Real GDP fell 0.9% (saar) during Q2, following a 1.6% decline during Q1. That's a "growth recession" in our opinion. It is widely believed that two consecutive quarters of declining real GDP is an outright recession. However, it won't be an official recession until the Dating Committee of the National Bureau of Economic Research says so. They might not do so since it is so mild so far unless the economy continues to decline during the second half of this year.
While we are waiting for them to decide whether we are in a recession or not, let's just call it a "banana."
“Between 1973 and 1975 we had the deepest banana that we had in 35 years, and yet inflation dipped only very briefly,” the economist Alfred Kahn, who headed the Carter administration’s task force to fight inflation, once said. He substituted “banana” for the word “recession.” The reason, he amiably explained, was that references to recessions seemed to make people nervous and irritable.
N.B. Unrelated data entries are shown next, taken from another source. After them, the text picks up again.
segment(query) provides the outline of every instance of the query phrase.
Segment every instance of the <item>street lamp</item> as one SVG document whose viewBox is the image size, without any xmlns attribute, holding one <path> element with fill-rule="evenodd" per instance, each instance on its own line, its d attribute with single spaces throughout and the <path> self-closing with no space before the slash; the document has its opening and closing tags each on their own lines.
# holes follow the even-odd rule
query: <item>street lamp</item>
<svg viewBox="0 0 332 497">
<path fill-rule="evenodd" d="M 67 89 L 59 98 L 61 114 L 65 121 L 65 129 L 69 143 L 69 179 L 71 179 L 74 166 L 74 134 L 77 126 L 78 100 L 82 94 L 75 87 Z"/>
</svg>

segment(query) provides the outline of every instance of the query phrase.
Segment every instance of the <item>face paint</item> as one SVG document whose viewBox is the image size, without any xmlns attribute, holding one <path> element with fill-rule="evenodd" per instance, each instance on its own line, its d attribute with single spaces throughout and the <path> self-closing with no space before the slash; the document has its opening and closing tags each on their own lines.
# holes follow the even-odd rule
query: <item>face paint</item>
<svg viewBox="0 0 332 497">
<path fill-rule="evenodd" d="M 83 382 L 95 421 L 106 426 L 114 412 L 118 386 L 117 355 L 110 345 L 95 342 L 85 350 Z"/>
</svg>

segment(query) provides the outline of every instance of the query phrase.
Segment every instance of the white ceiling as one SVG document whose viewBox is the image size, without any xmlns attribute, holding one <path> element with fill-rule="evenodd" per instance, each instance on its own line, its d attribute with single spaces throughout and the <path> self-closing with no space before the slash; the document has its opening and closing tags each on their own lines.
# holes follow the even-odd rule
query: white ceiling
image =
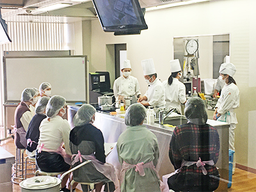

Of course, one of the people made most irritable was his boss, President Jimmy Carter.
For now, Fed officials remain on course to tighten monetary policy again at their September meeting, even at the risk of an economic squished banana. That's because inflation remains too high. The price index for GDP increased 8.7 % in Q2, compared with an increase of 8.2% in Q1. It is up 7.5% and 6.3% y/y with and without food and energy (chart below). The PCE price index increased 7.1%, the same rate as Q1. Excluding food and energy prices, the PCE price index increased 4.4%, down from 5.2%.